Irreführende und gefährliche Fehlinterpretationen

Briefe / Mitteilungen
Édition
2018/03
DOI:
https://doi.org/10.4414/bms.2018.06381
Bull Med Suisses. 2018;99(03):60-61

Publié le 17.01.2018

Irreführende und gefährliche Fehl­interpretationen

Brief zu: Gurtner B. Im Notfall bitte ein Männerteam! Schweiz Ärztezeitung. 2017;98(28–29):924–5.
Interessiert haben wir den Artikel «Im Notfall bitte ein Männerteam!» gelesen, welcher nach Veröffentlichung eines schlagzeilenträchtigen Artikels im Journal of Critical Care Medicine (CCM) erschien [1]. Es hat uns sehr gefreut, dass es kritische Stimmen gibt, welche die unbe­dacht formulierte Pressemitteilung der Universität Basel hinterfragen. Die zahlreichen Beiträge in verschiedenen Medien weltweit (https://wolterskluwer.altmetric.com/detai­ls/19744195/news) mussten wir mit Bedenken zur Kenntnis nehmen. Wir sind mit dem Autor einverstanden, dass die Ergebnisse der Originalstudien verallgemeinert und von den Medien missinterpretiert wurden. Infolgedessen wurden irreführende und gefährliche Schlagzeilen (z.B. «Women may be hopeless in saving lives») in zahlreichen medizinischen Fachzeitschriften und nicht-medizinischen Medien veröffentlicht, die weibliche Ärztinnen in Misskredit bringen. Solche Schlussfolgerungen sind falsch und können in dieser Form nicht abgeleitet werden [1]. Nun hat das Journal of CCM unsere kritische Hinterfragung der Interpretation der Ergebnisse der Originalstudie publiziert [2]. Ergänzend zu Herrn Dr.
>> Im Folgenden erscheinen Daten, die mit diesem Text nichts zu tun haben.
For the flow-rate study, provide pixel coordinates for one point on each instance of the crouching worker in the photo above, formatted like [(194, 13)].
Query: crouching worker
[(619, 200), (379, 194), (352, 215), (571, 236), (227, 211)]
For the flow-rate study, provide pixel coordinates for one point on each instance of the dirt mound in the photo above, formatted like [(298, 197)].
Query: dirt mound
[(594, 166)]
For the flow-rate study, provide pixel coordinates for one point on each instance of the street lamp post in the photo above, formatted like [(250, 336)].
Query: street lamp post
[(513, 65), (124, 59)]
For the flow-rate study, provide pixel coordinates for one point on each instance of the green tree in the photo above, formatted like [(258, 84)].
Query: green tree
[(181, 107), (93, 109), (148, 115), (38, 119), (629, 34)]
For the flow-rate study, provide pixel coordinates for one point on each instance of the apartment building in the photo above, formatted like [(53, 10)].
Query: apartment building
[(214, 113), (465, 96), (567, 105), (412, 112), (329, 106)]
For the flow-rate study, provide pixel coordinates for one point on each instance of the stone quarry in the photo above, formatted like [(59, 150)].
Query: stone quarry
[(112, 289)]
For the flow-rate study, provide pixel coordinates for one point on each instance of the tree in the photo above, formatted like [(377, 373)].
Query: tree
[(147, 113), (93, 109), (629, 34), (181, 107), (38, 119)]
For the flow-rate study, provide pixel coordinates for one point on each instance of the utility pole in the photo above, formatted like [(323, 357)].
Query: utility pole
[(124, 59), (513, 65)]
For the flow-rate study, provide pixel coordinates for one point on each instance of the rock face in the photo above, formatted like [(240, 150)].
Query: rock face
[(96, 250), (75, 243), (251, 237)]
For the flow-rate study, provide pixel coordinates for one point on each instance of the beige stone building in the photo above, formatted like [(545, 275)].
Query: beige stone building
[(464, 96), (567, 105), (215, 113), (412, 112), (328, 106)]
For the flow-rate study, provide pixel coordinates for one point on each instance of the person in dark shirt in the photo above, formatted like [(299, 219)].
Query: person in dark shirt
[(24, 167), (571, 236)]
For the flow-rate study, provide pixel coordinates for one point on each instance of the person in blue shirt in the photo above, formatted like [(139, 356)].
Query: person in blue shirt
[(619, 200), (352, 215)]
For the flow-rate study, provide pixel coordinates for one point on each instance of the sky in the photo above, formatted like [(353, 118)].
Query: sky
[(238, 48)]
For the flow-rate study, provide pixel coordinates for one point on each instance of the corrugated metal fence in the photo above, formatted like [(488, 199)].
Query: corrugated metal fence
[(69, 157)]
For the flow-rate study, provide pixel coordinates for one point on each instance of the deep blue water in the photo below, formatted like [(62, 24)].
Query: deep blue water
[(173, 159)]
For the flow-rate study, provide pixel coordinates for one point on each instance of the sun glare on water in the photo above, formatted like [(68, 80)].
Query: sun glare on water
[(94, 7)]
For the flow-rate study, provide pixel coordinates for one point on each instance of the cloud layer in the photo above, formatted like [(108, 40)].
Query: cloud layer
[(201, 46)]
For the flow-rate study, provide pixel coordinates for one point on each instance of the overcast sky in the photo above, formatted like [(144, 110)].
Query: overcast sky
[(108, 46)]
Gurtners Artikel würden wir gerne weitere Kritikpunkte anfügen, welche für die Interpretation der Originalstudie von Amacher et al. unbedingt berücksichtigt werden müssen.
Trotz im Titel angekündigter Untersuchung von «Cardiopulmonary rescue teams» wurden in der Studie keine richtigen Notfallteams unter­sucht, sondern ausschliesslich medizinische Studententeams. Daher können die Ergebnisse nur auf Medizinstudenten (und das Studium) und nicht auf ausgebildete Ärztinnen und Ärzte übertragen werden.
In der Studie fehlt, mit Ausnahme des Geschlechts, eine Beschreibung der untersuchten Studienteilnehmer (Alter, Bildungshintergrund, vorangegangene Erfahrungen, Aus­bil­dung in Notfallmedizin). Die Studie wurde in der Schweiz durchgeführt, wo die meisten männlichen Studenten vor dem Studium Militärdienst absolvieren. Dort können sie einen ­Befehlston erlernen, den die Autoren in Notfallsituationen als vorteilhaft einschätzen. Viele zukünftige männliche Studenten werden dort zu Rettungssanitätern ausgebildet, was ihnen Vorteile im Bereich Notfallmedizin im Vergleich zu ihren Kolleginnen bringt. Obwohl diese Tatsachen die Gültigkeit der Ergebnisse beeinflussen könnten, wurden diese in der Originalstudie weder statistisch kontrolliert noch diskutiert [1].
Medizinstudenten in der Schweiz im 4. [1] von 6 Jahren haben wenig Arbeitserfahrung und Gelegenheit, erfahrene Teamleader, männlich oder weiblich, als Vorbilder für effektive Teamführung zu beobachten. Wir wissen nicht, ob der beobachtete Geschlechtsunterschied nach dem Medizinstudium andauert. Daher haben wir schwere Bedenken im Hinblick auf die Verallgemeinerung der Ergebnisse auf Teams bestehend aus ausgebildeten Ärzten und Pflegekräften. Die Hauptschlussfolgerung der Autoren ist irreführend: «A cardiac arrest situation should therefore favour males as primary leaders» (p. 5) [1]. Wir denken, dass solche Zitate und die Fehlinterpretation und Verallgemeinerung der Studienergebnisse gefährlich sind, weil sie negative Auswirkungen auf das Selbst- und Fremdbild von Ärztinnen in der Gesellschaft haben. Wir befürch­ten eine unbegründete Diskriminierung von Ärztinnen.
Dass solche missverständlich dargestellten Tatsachen von den Medien unkritisch übernommen und publiziert werden, ist unserer Meinung nach nicht akzeptabel.